Synopsis

Important: java-1.6.0-openjdk security update

Type/Severity

Security Advisory: Important

Topic

Updated java-1.6.0-openjdk packages that fix two security issues are now
available for Red Hat Enterprise Linux 5.

The Red Hat Security Response Team has rated this update as having
important security impact. Common Vulnerability Scoring System (CVSS) base
scores, which give detailed severity ratings, are available for each
vulnerability from the CVE links in the References section.

Description

These packages provide the OpenJDK 6 Java Runtime Environment and the
OpenJDK 6 Software Development Kit.

An improper permission check issue was discovered in the JMX component in
OpenJDK. An untrusted Java application or applet could use this flaw to
bypass Java sandbox restrictions. (CVE-2013-1486)

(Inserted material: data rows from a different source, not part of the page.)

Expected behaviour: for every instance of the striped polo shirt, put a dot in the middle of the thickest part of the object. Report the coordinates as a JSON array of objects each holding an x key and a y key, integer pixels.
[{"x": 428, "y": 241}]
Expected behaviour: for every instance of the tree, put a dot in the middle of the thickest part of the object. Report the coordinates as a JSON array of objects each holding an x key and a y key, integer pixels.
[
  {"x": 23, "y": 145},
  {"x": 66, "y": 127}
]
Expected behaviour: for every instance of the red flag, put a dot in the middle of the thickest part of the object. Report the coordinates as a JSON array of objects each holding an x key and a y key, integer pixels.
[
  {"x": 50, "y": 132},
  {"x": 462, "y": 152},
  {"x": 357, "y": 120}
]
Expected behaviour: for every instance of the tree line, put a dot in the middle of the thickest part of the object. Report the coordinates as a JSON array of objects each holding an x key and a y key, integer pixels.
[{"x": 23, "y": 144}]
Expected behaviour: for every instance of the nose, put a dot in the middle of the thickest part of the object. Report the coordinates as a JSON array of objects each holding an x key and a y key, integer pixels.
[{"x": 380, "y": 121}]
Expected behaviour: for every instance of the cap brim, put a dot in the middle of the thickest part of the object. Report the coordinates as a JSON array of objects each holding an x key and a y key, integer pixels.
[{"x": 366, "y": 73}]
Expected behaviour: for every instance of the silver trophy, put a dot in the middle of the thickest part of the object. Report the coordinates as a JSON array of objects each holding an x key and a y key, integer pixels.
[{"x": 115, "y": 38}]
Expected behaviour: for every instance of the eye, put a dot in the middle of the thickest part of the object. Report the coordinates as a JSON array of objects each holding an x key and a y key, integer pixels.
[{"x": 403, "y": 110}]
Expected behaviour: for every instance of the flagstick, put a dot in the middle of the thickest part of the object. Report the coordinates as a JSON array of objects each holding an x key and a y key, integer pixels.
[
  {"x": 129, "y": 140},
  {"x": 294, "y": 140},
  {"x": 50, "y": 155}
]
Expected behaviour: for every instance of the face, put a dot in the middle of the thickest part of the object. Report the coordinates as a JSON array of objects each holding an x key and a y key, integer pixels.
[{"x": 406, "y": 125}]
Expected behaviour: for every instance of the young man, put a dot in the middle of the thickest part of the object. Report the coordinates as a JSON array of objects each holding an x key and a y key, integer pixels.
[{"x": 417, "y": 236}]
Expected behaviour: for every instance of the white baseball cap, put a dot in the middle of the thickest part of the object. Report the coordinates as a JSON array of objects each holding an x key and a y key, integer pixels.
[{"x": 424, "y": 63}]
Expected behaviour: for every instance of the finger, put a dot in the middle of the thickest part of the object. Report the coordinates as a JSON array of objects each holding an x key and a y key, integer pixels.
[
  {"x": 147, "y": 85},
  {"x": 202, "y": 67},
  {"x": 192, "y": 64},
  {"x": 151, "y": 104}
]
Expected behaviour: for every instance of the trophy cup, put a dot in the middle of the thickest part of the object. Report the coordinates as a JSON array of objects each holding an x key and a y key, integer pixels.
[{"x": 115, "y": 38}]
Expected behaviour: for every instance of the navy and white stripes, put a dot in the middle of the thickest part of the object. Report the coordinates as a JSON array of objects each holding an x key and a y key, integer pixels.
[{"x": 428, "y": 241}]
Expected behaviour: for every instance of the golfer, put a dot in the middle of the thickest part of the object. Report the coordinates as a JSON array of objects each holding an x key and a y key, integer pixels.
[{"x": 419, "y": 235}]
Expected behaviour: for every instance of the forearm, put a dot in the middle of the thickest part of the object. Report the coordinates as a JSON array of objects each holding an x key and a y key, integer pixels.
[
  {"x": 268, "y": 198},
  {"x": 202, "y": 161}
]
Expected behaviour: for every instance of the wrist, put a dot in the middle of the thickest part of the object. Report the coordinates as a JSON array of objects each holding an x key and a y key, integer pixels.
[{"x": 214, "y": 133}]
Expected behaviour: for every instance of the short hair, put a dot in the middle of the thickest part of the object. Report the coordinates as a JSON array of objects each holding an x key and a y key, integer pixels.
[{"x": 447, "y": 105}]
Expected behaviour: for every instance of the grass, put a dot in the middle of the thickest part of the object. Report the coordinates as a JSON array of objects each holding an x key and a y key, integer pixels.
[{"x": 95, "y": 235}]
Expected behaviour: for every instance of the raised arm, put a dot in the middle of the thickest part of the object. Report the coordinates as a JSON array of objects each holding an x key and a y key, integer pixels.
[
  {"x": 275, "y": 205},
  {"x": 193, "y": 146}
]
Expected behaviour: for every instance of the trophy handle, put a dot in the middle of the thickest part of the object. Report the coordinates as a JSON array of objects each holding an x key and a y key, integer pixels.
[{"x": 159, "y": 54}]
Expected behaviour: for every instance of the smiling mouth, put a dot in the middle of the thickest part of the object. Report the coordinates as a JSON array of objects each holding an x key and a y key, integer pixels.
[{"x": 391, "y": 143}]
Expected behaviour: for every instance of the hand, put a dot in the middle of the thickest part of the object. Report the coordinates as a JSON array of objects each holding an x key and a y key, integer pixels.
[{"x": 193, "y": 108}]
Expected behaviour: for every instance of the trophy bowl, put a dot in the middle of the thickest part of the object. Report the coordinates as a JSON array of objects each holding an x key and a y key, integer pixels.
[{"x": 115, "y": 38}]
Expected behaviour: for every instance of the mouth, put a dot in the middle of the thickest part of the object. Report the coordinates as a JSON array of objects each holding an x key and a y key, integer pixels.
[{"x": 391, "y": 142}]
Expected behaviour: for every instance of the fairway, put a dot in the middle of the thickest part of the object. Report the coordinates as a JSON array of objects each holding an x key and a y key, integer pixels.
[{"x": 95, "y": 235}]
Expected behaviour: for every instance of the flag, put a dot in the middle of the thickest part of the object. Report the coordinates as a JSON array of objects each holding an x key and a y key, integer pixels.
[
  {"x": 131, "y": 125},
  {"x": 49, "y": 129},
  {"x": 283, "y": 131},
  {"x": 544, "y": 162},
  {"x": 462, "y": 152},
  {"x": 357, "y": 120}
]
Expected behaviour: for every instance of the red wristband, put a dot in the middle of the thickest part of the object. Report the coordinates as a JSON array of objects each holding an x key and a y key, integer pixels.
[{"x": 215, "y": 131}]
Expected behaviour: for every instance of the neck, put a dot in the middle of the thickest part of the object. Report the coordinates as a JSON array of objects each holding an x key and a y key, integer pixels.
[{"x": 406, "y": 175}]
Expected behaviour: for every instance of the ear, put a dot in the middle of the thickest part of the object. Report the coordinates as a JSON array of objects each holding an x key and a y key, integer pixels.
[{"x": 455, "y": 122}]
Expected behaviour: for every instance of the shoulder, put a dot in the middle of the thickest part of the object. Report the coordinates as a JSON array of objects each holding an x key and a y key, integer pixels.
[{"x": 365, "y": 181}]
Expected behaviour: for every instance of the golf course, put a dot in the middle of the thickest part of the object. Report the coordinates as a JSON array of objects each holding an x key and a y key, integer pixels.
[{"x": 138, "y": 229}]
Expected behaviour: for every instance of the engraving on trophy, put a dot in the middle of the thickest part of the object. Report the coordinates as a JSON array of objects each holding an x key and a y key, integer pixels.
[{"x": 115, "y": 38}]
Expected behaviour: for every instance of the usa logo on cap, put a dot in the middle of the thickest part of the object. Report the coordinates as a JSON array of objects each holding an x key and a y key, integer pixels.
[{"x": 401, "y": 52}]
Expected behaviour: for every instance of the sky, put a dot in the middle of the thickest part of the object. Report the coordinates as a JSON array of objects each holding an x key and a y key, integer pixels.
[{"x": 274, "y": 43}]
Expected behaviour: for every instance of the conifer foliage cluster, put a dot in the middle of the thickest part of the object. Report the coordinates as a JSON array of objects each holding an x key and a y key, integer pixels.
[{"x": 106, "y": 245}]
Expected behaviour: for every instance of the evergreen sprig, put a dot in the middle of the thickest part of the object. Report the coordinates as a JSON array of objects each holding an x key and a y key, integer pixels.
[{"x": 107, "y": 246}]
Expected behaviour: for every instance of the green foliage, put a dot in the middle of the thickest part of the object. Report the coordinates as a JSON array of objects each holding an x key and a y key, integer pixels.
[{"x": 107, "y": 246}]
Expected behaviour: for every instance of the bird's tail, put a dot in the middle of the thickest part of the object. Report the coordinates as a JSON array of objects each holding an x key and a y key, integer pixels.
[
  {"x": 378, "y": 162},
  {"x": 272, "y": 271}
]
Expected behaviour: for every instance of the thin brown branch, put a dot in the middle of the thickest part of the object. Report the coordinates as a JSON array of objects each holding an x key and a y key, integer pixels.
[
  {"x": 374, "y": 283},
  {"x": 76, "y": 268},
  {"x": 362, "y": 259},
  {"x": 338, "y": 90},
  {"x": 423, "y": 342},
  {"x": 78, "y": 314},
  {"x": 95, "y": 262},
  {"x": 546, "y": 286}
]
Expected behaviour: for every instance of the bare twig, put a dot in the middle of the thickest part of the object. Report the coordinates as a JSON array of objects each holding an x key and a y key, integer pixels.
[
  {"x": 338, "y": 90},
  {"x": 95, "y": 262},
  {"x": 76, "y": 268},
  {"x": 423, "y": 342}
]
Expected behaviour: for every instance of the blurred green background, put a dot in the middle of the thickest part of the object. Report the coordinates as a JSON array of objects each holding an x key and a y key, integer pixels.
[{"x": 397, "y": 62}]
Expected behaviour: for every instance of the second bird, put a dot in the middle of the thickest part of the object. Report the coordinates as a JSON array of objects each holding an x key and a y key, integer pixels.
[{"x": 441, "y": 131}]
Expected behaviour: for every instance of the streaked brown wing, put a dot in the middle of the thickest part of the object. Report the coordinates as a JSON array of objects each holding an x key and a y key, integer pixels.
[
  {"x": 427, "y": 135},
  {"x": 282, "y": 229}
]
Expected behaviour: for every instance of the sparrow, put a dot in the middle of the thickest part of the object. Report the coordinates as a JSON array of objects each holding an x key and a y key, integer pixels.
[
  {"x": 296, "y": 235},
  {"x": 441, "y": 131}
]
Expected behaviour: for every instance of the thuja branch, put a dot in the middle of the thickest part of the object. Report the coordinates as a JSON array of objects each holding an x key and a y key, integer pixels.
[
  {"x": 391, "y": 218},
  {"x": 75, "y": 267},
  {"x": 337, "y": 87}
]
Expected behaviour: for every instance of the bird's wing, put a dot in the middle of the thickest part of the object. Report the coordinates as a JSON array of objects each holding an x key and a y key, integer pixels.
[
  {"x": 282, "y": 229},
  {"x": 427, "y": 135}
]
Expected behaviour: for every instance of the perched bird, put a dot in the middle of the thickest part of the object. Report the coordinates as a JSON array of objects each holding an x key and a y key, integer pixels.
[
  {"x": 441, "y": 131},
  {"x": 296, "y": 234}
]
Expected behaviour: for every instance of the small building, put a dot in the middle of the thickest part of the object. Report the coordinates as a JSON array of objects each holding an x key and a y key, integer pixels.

It was discovered that OpenJDK leaked timing information when decrypting
TLS/SSL protocol encrypted records when CBC-mode cipher suites were used.
A remote attacker could possibly use this flaw to retrieve plain text from
the encrypted packets by using a TLS/SSL server as a padding oracle.
(CVE-2013-0169)

This erratum also upgrades the OpenJDK package to IcedTea6 1.11.8. Refer to
the NEWS file, linked to in the References, for further information.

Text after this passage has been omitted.